Performer há 31 anos em atividade, Marcelo Gabriel lembra que na BH de outrora a cultura era mais concentrada. “Só existiam os teatros tradicionais, com palco italiano. Mais recentemente, houve um movimento interessante de trabalhos de pesquisa em palcos alternativos em outras regiões da cidade. Quando enxergaram que se pode produzir cultura em qualquer lugar, a arquitetura cultural da cidade foi redesenhada”, afirma o coreógrafo.

 

Fora do eixo e globalizada


Mesmo com as mudanças, a BH de hoje ainda guarda muitos dos (pré) conceitos do passado. “Embora muito próxima de São Paulo e Rio, ela ainda está fora do eixo. O artista continua precisando sair da cidade para ter reconhecimento”, comenta Paulo Nazareth, citando como exemplo a artista plástica Sônia Gomes. Atuante em BH há muitos anos, ela teve “reconhecimento tardio” – em 2015, foi a única brasileira a participar da Bienal de Veneza.

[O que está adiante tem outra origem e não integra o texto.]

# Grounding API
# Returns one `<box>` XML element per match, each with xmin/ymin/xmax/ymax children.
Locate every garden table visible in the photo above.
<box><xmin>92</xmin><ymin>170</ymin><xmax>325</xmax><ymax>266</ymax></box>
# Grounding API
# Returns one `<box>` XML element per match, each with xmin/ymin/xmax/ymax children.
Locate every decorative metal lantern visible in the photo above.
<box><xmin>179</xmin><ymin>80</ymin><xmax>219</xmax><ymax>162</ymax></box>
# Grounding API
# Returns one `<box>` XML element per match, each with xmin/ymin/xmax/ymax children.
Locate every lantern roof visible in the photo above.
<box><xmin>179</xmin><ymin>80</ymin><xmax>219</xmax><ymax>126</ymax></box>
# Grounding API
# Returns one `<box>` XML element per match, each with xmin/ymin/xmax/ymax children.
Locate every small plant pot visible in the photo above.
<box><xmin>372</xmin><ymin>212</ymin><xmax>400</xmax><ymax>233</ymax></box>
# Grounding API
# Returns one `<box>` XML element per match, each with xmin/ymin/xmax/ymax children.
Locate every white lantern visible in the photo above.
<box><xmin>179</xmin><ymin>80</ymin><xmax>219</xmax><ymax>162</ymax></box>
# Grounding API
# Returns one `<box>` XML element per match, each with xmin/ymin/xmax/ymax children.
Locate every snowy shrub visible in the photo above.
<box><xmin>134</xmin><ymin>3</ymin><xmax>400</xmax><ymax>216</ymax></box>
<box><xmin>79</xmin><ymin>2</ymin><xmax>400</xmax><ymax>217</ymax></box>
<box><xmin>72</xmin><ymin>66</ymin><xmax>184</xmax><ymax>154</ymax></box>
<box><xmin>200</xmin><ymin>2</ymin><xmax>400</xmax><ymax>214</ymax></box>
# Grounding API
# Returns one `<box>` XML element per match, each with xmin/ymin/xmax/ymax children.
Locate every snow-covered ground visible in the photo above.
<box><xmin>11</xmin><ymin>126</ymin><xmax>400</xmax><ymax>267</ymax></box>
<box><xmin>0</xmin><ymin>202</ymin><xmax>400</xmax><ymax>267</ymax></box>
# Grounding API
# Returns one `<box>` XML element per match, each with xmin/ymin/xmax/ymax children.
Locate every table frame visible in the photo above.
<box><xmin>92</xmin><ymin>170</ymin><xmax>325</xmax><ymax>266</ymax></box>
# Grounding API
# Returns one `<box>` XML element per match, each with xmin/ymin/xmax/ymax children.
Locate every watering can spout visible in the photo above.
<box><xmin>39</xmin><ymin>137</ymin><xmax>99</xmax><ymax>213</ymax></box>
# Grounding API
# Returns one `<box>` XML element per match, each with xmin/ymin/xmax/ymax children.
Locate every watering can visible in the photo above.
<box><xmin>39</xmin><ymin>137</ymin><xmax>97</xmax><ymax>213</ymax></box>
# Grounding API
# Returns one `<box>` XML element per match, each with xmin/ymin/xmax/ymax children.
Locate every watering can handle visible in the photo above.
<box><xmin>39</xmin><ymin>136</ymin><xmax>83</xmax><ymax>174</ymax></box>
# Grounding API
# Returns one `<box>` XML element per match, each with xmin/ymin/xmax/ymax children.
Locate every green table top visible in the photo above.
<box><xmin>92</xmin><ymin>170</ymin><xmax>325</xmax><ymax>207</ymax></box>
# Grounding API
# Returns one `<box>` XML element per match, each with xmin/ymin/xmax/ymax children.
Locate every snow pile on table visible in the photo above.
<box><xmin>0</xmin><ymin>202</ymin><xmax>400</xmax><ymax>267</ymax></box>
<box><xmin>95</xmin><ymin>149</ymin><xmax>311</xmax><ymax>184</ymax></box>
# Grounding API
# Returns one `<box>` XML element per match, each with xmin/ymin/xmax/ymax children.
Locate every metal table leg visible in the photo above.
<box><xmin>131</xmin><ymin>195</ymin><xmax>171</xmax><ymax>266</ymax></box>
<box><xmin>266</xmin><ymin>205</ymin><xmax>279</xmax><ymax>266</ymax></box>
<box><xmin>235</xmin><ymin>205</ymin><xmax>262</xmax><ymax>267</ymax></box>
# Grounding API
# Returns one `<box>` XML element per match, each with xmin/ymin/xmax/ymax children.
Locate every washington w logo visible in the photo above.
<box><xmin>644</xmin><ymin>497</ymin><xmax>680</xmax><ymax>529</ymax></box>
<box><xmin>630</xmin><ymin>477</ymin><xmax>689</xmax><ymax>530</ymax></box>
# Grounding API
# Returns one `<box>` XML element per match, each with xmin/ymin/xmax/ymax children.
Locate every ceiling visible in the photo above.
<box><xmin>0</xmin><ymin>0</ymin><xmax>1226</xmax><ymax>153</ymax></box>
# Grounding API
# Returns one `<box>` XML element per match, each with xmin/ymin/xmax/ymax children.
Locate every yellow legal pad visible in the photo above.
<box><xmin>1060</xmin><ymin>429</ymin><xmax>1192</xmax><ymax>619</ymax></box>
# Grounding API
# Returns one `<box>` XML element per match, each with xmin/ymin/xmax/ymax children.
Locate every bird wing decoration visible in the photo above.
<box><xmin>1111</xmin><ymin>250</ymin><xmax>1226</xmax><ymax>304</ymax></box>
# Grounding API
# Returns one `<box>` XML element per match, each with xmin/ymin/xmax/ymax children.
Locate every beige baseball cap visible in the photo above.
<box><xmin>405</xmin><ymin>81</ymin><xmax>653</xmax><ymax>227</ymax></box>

Nome de ponta da arte contemporânea, Nazareth vem construindo sua obra a partir do local onde vive, o Bairro Palmital, em Santa Luzia. “Não preciso morar em outro lugar”, diz ele, ao falar de sua criação artística. Paulo já participou da Bienal de Veneza (Itália), Bienal de Lyon (França) e da feira Miami Basel (EUA), entre outros eventos internacionais.

Situação semelhante experimenta a produtora Filmes de Plástico. Criada em 2009, é hoje a principal referência do cinema mineiro, com filmes exibidos nos festivais de Cannes e Brasília, por exemplo. Nasceu em Contagem, cidade de três de seus quatro integrantes. Mesmo depois de se mudar para o Bairro Cruzeiro, na zona sul, a produtora continua rodando filmes na cidade vizinha. Já lançou 15 curtas e três longas.


“Não é uma regra, mas nossos filmes são em Contagem porque os roteiros sempre surgiram a partir da influência dos três diretores (André Novais, Maurílio e Gabriel Martins), que nasceram e cresceram ali. Todos têm familiaridade com aquele espaço”, comenta o produtor Thiago Macêdo Correia, único “não contagense” do quarteto.


Claramente, a crise político-social brasileira vem influenciando a produção cultural. “A politização da arte é um reflexo deste momento. Os movimentos negro, LGBT e feminista passaram a utilizar o teatro e a música como uma forma de resistência, de ativar a cidadania”, comenta o ator Cláudio Dias, da Cia. Luna Lunera. O grupo teatral, em atividade desde o início deste século, começará em breve o processo de sua nova montagem, que deve tocar em pontos-chave da atualidade brasileira. “Cada espetáculo reflete o momento de nossa experiência com o mundo e a sociedade”, conclui Dias.